Sigorta sektörünün rezervi olası İstanbul depremi için hazır mı?
Sigorta sektörünün rezervi olası İstanbul depremi için hazır mı?

Sigorta sektörünün rezervi olası İstanbul depremi için hazır mı?

Olası İstanbul depremi Türkiye’nin nüfusuna, üretimine ve ekonomisine önemli etki getirecek. Sigorta sektörü deprem nedeniyle sadece DASK’ın değil, hayat, konut, işyeri, kasko sigortaları başta olmak üzere deprem teminatı sunan tüm branşların tazminat ödemesi yaptığına dikkat çekerek, olası İstanbul depreminde hasarın yüzde 25’inin sigorta tarafından karşılanacağını öngörüyor

Küresel çapta yapılan sigorta sektörü araştırmaları uzun yıllardan beri Türkiye’deki en büyük endişenin deprem başta olmak üzere doğal afetler olduğunu ortaya koyuyor. Türkiye dünyanın aktif deprem kuşaklarından biri olan Alp-Himalaya deprem kuşağı üzerinde yer alıyor. Ülke yüz ölçümünün yüzde 42’si birinci derece deprem kuşağı üzerinde yer alırken, nüfusun yaklaşık yüzde 80’i ise 1. ve 2. dereceden deprem kuşakları üzerinde yaşıyor.

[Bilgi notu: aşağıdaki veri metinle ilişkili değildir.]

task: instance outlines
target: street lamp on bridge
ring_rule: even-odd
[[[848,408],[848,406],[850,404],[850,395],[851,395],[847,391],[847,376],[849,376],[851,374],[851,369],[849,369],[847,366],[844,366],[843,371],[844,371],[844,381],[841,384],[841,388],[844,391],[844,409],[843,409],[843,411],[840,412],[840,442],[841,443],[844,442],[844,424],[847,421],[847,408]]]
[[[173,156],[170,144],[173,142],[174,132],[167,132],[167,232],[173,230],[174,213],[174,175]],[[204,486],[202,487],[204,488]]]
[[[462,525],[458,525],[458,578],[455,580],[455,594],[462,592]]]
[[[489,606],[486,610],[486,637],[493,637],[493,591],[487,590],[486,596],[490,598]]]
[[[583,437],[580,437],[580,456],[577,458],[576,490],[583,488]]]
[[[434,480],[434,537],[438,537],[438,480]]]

Sigorta şirketleri Türkiye ekonomisinin merkezi olan Marmara Bölgesi’nde yaşanabilecek bir deprem nedeniyle nüfus, sanayi ve ekonominin önemli bir risk taşıdığını sık sık dile getiriyor. Sadece sigorta ile çözülemeyecek olan bu sorunun temelindeki çarpık ve denetimsiz kentleşmeye, nüfusun hızlı artışına dikkat çekilirken bu sebepler nedeniyle riskin arttığı ve önemli tedbirler alınması gerektiği sıkça ifade ediliyor.

Büyük ve yıkıcı depremler sadece mal ve can kaybına neden olmakla kalmıyor, üretim faaliyetlerinin durması ve bununla ilgili tüm süreçlerin etkilenmesiyle büyük bir felakete dönüşebiliyor. Deprem sigortası, konut ve işyeri sigortaları, hayat sigortaları ve bunların yanında birçok sigorta branşı deprem nedeniyle önemli tazminat ödemeleri yapıyor. İstanbul depreminin sadece sigorta sektörünü değil tüm ekonomik hayatı etkileyeceği vurgulanırken, sigorta şirketleri başta olmak üzere yetkili tüm kurum ve kuruluşların riski iyi yönetmesi gerektiği ve önlemlerin alınması üzerinde duruluyor.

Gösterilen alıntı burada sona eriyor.